Feb. 27, "Local Histories, Public Art, and the Creative Process," Anna Schuleit, painter and installation artist.
April 2, Patty Chang, performance artist.
April 9, "Giving Children a Voice Through Photography," Nancy McGirr, founder of Fotokids (presented in coordination with kNOw Poverty Week and co-sponsored by the Community Service Resource Center.)
"Works of art can anchor social movements," says Bell, Bowdoin's A. Myrick Freeman Professor of Social Sciences. "Think of the AIDS quilt, or the Clothesline Project that is used to bring attention to issues of sexual assault and domestic violence against women. Images can be a powerful way to signal, engage, shock. People respond viscerally. It opens up a conversation."
It's a conversation that will spread across the Bowdoin campus during the Spring 2008 semester, as Bell and Bowdoin Visual Arts faculty members Mark Wethli and Mike Kolster co-present a cluster of courses and lectures that explore overlapping intersections of art and social movements as part of the Visual Culture in the 21st Century initiative. (See sidebar of events.)
Bell might not have developed this new strain in her research had she not encountered the photographs of the late British photographer Jo Spence—who is the subject of several of Bell's studies.
It was 1996. Susan Bell had taken a quick detour to visit Spence's archive during a research trip to England, hoping to get background on the feminist photographer, whose works would be included in her Bowdoin course called Constructions of the Body.
"The photographs were huge and riveting and disturbing," remembers Bell. One shows Spence caught in the vice grip of a mammography plate; another shows her standing with left breast marked X for amputation. "They are shocking," says Bell, "but I liked her humor. I liked the way she used photography in many different settings. If somebody else's photography had presented itself to me, I don't know whether it would have had the same impact."

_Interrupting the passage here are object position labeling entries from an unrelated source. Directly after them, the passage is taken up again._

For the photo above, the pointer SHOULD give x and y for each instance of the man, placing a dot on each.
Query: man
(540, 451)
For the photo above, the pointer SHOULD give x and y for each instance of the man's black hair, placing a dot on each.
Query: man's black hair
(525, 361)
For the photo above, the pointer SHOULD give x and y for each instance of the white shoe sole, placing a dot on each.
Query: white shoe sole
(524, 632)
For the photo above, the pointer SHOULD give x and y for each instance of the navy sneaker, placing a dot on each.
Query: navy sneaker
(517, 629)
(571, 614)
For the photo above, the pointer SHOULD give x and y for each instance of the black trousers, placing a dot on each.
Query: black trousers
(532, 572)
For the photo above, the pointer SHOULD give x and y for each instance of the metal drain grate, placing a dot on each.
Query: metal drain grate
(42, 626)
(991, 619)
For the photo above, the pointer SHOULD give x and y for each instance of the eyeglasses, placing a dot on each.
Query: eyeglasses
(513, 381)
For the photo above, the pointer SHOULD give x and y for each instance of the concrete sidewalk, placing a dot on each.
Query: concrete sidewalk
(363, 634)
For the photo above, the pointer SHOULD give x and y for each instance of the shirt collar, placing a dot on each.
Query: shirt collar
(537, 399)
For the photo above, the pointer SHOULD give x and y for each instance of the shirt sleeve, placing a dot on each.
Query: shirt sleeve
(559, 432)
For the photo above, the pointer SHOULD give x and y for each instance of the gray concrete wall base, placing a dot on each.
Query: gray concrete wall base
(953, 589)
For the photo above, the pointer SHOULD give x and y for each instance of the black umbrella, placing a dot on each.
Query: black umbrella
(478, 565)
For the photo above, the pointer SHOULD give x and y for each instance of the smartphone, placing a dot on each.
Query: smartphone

Bell ended up arranging the loan of the 20 Spence photographs for the Bowdoin College Museum of Art, where she collaborated with Curator Alison Ferris to mount an exhibition of Spence's works in 1998. Eventually, the photographs were donated to the Museum, where they now are an important part of its collection of works on paper and are the largest archive of Spence's work in the U.S.
"I never imagined I would take part in curating an art show," says Bell, "but I have learned that in developing a new research project I need to go to what draws me in. Spence's photographs did. I began to study the history of photography and learn more about this person and where she figured in relation to other photographers and feminist artists."
Through Bell's research on other feminist artists dealing with breast cancer, she began to view their works as acts of storytelling, not unlike oral or textual descriptions of illness recorded by researchers in the field.
"Just as interviews can be understood as narrative accounts in which people tell stories," notes Bell, "artists and photographers tell stories with pictures and works of art. In my study of narratives I blur the lines between words and pictures and ask what visual images can do when words aren't 'enough' to make meaning of experiences."
As the breast cancer-awareness movement shows, says Bell, social movements are consciously using images to attract attention and support. "Making breast cancer art involves making breast cancer visible ... it raises the cloak of silence. In this respect it confronts stigma and increases public awareness. This is true for many works of art that deal with illness. They become points of contact. People see them and sometimes say, 'Horrible!' and move away. Sometimes they're drawn in and become involved."
The challenge for social scientists, notes Bell, is to develop a vocabulary for incorporating visual methods into analyses of disease regimes—or other social movements—particularly at a point in history where human society is so enmeshed in the visual.
"It's the role of sociologists to assess and shed light on the relationship between individuals and their larger social circumstances," she says. "I am interested in what works of art do and how stories can be told visually. What kinds of spaces they create in which viewers can engage in a conversation or relationship with the work and the maker of the work. And ways in which they can galvanize larger social movements."